Market meltdown – impacts on infrastructure, regulation and innovation

The Payments Innovation Jury today releases its 2024 global report “Market meltdown – impacts on infrastructure, regulation and innovation”, which reveals global payment leaders’ views on how tumultuous macroeconomic changes over the past two years have affected their sector – for better and worse.

The Payments Innovation Jury

With research undertaken in collaboration with World Bank and supported by Interswitch, FIME and HPS, the 2024 Payments Innovation Jury is the most diverse in its 16-year history.

Fintech, both as a phenomenon and as a distinct category of entities, has undeniably reshaped the financial sector.

In fact, the advent of fintech has spurred a significant rise in the adoption of digital payments across emerging  market and developing economies (EMDEs), with the proportion of account holders utilizing digital payments  surging from 63% in 2014 to 80%.

The surge in the adoption of digital payments also catalysed the digitalization of other financial services, such as savings and lending.

For example, in Sub-Saharan Africa, 39% of mobile money account owners, reported accessing digital savings via their mobile phones.

The report offers insight into many aspects of the payments industry that were impacted by the recent period of market turmoil.

Key findings include:  

 The primary reason for previously high payment company valuations and funding rounds was investors bidding up deal prices and paying insufficient attention to profitability – a view shared by the investors canvassed.
The above has led to a greater focus on earlier profitability over hyper-growth, which the Jury overwhelmingly regard as a positive for the industry – although there’s a lack of consensus on whether this is a long-term market movement
Businesses developing AI and climate fintech tools and technologies will benefit from the diversion of investment from payments businesses.
In emerging markets where cards have not yet gained a significant foothold, they will struggle to gain cut through when competing with account-to-account payments and mobile money.
Credit and debit cards will be hard to dislodge from their leadership role in developed markets, but growth will be much harder to achieve than previously.
Banks, rather than fintechs or mobile network providers, will ultimately be the major players in mobile wallets globally.
The talent acquisition activities of payment enterprises in developed markets are a significant challenge for those in emerging markets, with almost 60% of Jury members in emerging markets saying that they are losing an unacceptable number of staff with consequential risks to innovation programmes and sometimes even ongoing operations.
High-profile crypto exchanges failures, such as FTX in the US, can impact confidence in global markets – not just where the failures occurred. This is clearly a concern for national regulators but remains complex to address.
APAC retains its crown as the region with the most payment innovations, but perhaps more surprisingly, Africa & the Middle East was a clear second favourite despite Africa’s macro-economic challenges, relatively low levels of investment funding and now a talent drain – a clear tribute to the resourcefulness of the continent’s entrepreneurs and policy makers.

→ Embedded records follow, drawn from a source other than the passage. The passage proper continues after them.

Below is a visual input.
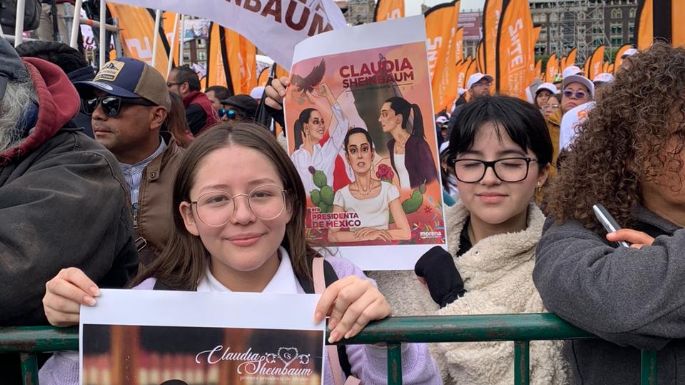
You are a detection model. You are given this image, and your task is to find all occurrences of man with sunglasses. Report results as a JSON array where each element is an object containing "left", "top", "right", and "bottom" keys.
[
  {"left": 558, "top": 71, "right": 595, "bottom": 152},
  {"left": 0, "top": 38, "right": 138, "bottom": 384},
  {"left": 166, "top": 65, "right": 219, "bottom": 136},
  {"left": 75, "top": 58, "right": 182, "bottom": 264}
]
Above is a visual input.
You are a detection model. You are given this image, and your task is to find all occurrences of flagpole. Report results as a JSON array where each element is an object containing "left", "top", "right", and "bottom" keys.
[
  {"left": 178, "top": 15, "right": 186, "bottom": 66},
  {"left": 152, "top": 9, "right": 162, "bottom": 67},
  {"left": 99, "top": 0, "right": 107, "bottom": 69},
  {"left": 166, "top": 13, "right": 178, "bottom": 78},
  {"left": 69, "top": 0, "right": 83, "bottom": 49},
  {"left": 14, "top": 0, "right": 26, "bottom": 47}
]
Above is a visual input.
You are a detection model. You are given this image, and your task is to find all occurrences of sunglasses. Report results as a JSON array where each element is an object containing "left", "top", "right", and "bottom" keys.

“Looking back on the last two years of market turmoil, it feels like this unique insight from industry leaders has never been more needed,” says John Chaplin, Founder and Chairman of the Payments Innovation Jury.

“Our Jurors’ deep understanding of the causes and effects of macroeconomic changes and their impact on the long-term direction of the payments industry helps all of us understand how we can best move forward and continue to weather the storm.”